# fantasy football



## huntingtim08 (Sep 17, 2004)

Does anybody have a fantasy football league or team? if its not too late i would love to join.


----------



## sodakhunter13 (Feb 2, 2007)

Im willing to start one/join one.


----------



## huntingtim08 (Sep 17, 2004)

start one up i will join. Im sure you can find many others here to do it also


----------



## fargodawg (Sep 20, 2005)

I saw one in the must have never taken off, I'm in, lets get it going


----------



## holmsvc (Nov 26, 2003)

I would join another one, but it would need to have normal rules.

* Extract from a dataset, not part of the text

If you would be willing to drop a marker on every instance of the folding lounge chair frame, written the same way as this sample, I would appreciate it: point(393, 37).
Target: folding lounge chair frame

Not like the lame *** baseball league.


----------



## huntingtim08 (Sep 17, 2004)

Im not sure on how to start one, so if anybody knows how and is willing to do it, please do it.

thank You


----------



## fargodawg (Sep 20, 2005)

I can set one up, yahoo, default settings if noone minds that (they are pretty decent). how many are playing? we probably have to draft by wednesday next week.


----------



## fargodawg (Sep 20, 2005)

set up, yahoo, id 661030, password football, draft is set up for sept 5th at 3:45, there were no more evening times available on any of the days preseason. make sure to prerank if you are not going to be able to make it, max 10 teams, lets fill it up. maybe Hustad will get in and offer a prize to the winner


----------



## Tracker21 (Jul 9, 2007)

Im In


----------



## holmsvc (Nov 26, 2003)

Only 7 people.

We can not draft with an odd number of people.

Someone please join soon!


----------



## huntingtim08 (Sep 17, 2004)

i got one set up for my brother now so it shoud be even numer of teams as of now


----------



## Tracker21 (Jul 9, 2007)

well for having to miss the draft for class Im pretty happy with the team.


----------



## sodakhunter13 (Feb 2, 2007)

NoDak fantasy football champ!! Good season guys!


----------



## fargodawg (Sep 20, 2005)

way to go sodak :beer:


----------